4 de febrero de 2013

La liturgia, nuestra riqueza.

Evangelio según San Lucas 4,21-30.
Entonces comenzó a decirles: "Hoy se ha cumplido este pasaje de la Escritura que acaban de oír".
Todos daban testimonio a favor de él y estaban llenos de admiración por las palabras de gracia que salían de su boca. Y decían: "¿No es este el hijo de José?".
Pero él les respondió: "Sin duda ustedes me citarán el refrán: 'Médico, cúrate a ti mismo'. Realiza también aquí, en tu patria, todo lo que hemos oído que sucedió en Cafarnaún".
Después agregó: "Les aseguro que ningún profeta es bien recibido en su tierra.
Yo les aseguro que había muchas viudas en Israel en el tiempo de Elías, cuando durante tres años y seis meses no hubo lluvia del cielo y el hambre azotó a todo el país.
Sin embargo, a ninguna de ellas fue enviado Elías, sino a una viuda de Sarepta, en el país de Sidón.
También había muchos leprosos en Israel, en el tiempo del profeta Eliseo, pero ninguno de ellos fue curado, sino Naamán, el sirio".
Al oír estas palabras, todos los que estaban en la sinagoga se enfurecieron
y, levantándose, lo empujaron fuera de la ciudad, hasta un lugar escarpado de la colina sobre la que se levantaba la ciudad, con intención de despeñarlo.
Pero Jesús, pasando en medio de ellos, continuó su camino.

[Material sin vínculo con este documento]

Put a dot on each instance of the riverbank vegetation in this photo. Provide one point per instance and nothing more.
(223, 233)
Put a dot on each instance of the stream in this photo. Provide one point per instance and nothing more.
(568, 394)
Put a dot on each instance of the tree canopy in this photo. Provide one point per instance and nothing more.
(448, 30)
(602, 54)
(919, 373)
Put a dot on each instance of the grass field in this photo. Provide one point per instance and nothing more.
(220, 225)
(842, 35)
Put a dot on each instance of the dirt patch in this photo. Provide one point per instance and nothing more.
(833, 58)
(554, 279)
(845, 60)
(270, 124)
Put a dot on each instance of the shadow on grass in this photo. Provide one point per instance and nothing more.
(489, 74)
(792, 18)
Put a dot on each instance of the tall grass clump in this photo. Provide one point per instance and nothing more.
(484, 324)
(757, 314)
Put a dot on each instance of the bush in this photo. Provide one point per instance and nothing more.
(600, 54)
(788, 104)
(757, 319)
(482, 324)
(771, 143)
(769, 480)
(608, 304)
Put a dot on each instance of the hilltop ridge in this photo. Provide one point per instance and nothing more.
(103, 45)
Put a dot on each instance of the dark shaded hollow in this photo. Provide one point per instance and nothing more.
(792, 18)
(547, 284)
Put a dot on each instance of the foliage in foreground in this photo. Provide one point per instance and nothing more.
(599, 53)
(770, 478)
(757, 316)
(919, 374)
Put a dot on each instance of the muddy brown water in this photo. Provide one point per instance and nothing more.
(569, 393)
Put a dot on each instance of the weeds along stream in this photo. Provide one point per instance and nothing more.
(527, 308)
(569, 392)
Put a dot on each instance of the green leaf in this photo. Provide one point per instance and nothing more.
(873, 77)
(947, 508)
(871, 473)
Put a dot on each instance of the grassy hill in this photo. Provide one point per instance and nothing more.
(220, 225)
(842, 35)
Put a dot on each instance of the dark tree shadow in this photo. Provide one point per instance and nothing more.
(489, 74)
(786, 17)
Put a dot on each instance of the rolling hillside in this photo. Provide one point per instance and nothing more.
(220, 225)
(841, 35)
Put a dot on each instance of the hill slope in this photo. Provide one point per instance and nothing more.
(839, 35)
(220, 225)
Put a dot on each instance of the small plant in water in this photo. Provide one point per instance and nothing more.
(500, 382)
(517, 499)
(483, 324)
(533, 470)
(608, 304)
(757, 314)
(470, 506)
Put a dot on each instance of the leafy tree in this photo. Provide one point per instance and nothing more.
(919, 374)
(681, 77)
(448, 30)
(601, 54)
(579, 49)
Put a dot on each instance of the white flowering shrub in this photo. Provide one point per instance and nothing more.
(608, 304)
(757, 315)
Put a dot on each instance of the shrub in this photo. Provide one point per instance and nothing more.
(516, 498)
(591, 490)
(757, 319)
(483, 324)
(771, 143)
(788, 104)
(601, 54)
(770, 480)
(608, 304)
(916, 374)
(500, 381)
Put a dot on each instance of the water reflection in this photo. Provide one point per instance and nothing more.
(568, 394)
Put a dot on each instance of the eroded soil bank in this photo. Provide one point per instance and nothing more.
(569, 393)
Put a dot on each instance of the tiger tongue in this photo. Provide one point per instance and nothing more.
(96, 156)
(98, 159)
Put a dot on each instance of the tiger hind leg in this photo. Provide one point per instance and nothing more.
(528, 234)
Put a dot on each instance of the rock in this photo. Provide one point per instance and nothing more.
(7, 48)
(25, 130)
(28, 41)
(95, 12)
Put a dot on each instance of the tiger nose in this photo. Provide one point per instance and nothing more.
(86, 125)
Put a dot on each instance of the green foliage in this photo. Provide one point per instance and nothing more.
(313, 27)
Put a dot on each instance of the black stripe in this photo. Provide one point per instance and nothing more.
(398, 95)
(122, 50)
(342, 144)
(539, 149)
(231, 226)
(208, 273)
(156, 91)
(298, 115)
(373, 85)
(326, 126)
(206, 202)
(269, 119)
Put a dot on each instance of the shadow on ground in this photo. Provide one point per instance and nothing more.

Extraído de la Biblia, Libro del Pueblo de Dios.


COMENTARIO:


  En este episodio del Evangelio, Lucas nos sitúa en la sinagoga de Nazaret, donde Jesús entró en un sábado para cumplir con el culto sinagogal, como era costumbre de su tiempo. Si nos fijamos, veremos que los cristianos seguimos un esquema parecido en Domingo, día del Señor, al que usaba el pueblo de Israel para reverenciar a Dios.
En el sábado, que era su día de descanso y oración, se reunían para tratar las Sagradas Escrituras, comenzando la sesión con la recitación de la Shemá, que era el resumen de los preceptos del Señor, y a continuación enunciaban las dieciocho bendiciones. Después se leía un pasaje del Libro de la Ley, el Pentateuco, y otro de los Profetas. A continuación, el que presidía la ceremonia invitaba a algunos de los que se encontraban allí a que dirigiera la palabra a los presentes. Normalmente se levantaba alguien de forma voluntaria, y eso fue lo que debió ocurrir en esa ocasión con el Señor, que deseaba instruir a su pueblo. La reunión terminaba con la bendición sacerdotal y todos repetían “Amén”.


  He querido comentar el desarrollo de esta ceremonia, porque me impresiona, y a la vez me fascina, el paralelismo que guarda con nuestra liturgia dominical.
Los que se encontraban allí reunidos, a parte del pueblo, eran los Apóstoles y los discípulos que seguían al Señor. Los mismos que en Pentecostés, al recibir el Espíritu Santo, forman parte de Cristo Resucitado a través de la Gracia y configuran la Iglesia. Esa Iglesia que, como germen del Reino de Dios en la tierra, guarda las tradiciones que han ido formando parte del Nuevo Israel: de cada uno de nosotros que hemos sido bautizados en el Señor.


  Hoy, en nuestra Misa dominical, si cerramos los ojos, oiremos a Jesús hablarnos del pasaje de Isaías donde, como en aquel tiempo, el profeta anunciaba la llegada del Señor que libraría al pueblo de sus aflicciones. Hoy, como ayer, Jesucristo nos recuerda con sus palabras que la salvación que Dios ha obrado con su Pueblo y el ungido por el Señor  para llevarla a cabo, son la misma persona: Él mismo.
Cristo hace presente al Padre y muestra la plena identidad que se da entre el mensajero y el mensaje: Él es nuestra salvación.


  Pero como vimos en el Evangelio de ayer, cuando Simeón anuncia que el Niño será causa de dolor y gozo, la reacción de los habitantes de Nazaret, que se maravillaban de Jesús, es ahora de ira ante sus palabras. Como nosotros hacemos muchas veces, la falta de fe de sus conciudadanos les lleva a pedir que acredite sus palabras con un milagro. Y al no ceder Jesús a sus deseos, también como ocurre en nuestros corazones mezquinos, le consideraron un falso profeta.
Han pasado muchos siglos, pero los hombres hemos cambiado muy poco: seguimos sin ver la Verdad que encierra la Palabra del Señor, a pesar de que ha sido regada con el sacrificio, en rescate por nosotros, de su preciosísima Sangre.